XXXXXXXXXXXXXXXXXXXXXXXXXXXXXXXXXXXXXXXXXXXXXXXXXXXXXXXXXXXXXXXXXXXXXX
 
* zie Map 48.1.10.Fenici e Cartaginesi a Memfi, G.Chiera, Roma, RSF XV, 1987.
                                                                                                                                 650
              HET BAALVERDRAG VAN 671.
              Met Assarhaddon wordt een verdrag afgesloten, dat tekenend is voor
              datgene, wat de Assyriërs met veel andere steden aan de Middellandse
              zeekust hebben afgesloten.
              Het verdrag valt uiteen in vier delen:
              a.Inleiding.
              b.???(vrijwel geheel beschadigd).
              c.Voorwaarden voor het verdrag.

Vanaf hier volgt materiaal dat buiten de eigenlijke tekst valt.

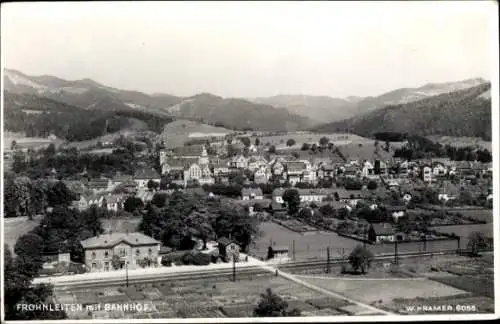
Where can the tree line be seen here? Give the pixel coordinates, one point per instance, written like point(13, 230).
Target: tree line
point(177, 219)
point(419, 147)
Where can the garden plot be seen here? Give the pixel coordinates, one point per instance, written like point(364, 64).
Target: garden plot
point(371, 291)
point(306, 247)
point(481, 304)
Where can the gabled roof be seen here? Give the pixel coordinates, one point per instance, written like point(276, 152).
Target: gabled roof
point(250, 191)
point(295, 166)
point(114, 199)
point(383, 228)
point(224, 241)
point(110, 240)
point(98, 183)
point(190, 150)
point(121, 178)
point(277, 207)
point(224, 163)
point(182, 162)
point(146, 174)
point(392, 208)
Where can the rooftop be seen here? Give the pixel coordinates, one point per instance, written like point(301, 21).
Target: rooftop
point(146, 174)
point(383, 228)
point(112, 239)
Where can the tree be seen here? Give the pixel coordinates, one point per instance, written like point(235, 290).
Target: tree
point(246, 141)
point(18, 200)
point(360, 259)
point(372, 235)
point(372, 185)
point(270, 253)
point(477, 242)
point(324, 141)
point(50, 150)
point(132, 204)
point(18, 289)
point(292, 198)
point(29, 248)
point(159, 199)
point(116, 262)
point(153, 185)
point(272, 305)
point(60, 195)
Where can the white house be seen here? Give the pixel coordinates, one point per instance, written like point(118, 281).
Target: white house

              d.Vloekformules.
              Het komt er op neer, dat het verdrag (adê) bepaalt, dat Baäl geen
              brief mag openen, tenzij de Assyrische gedeputeerde (gêpu) aanwezig
              is. Voorts bevat het regels bij schipbreuk van Tyrische schepen en
              regels voor landingsplaatsen en voor handelsroutes. Ook de bevoegd‑
              heden van de gêpu worden er in aangegeven.
 
                               Zie:ATLAS VAN DE FENICISCHE EN PUNISCHE STAMMEN, STEDEN EN VOLKEN.
                                   Kaart 39A.De Fenicische wereld in het oosten o.b.v. in het Fenicisch  overgeleverde namen.


30.Sanherib e.d.

 
          3.1.3.  Sanherib.
 
          Deze Assyrische koning maakt definitief een einde aan elke  Fenicische
          illusie  voor  zelfstandigheid.  Hij   verovert   volgens   zijn   eigen
          reisverslag Sidon, Usju, Akko, Akzib, Mahalliba, Sariptu  en  Bit‑Sitti.
          Sariptu is natuurlijk Sarepta en Usju is de  oude  kuststad  van  Tyrus.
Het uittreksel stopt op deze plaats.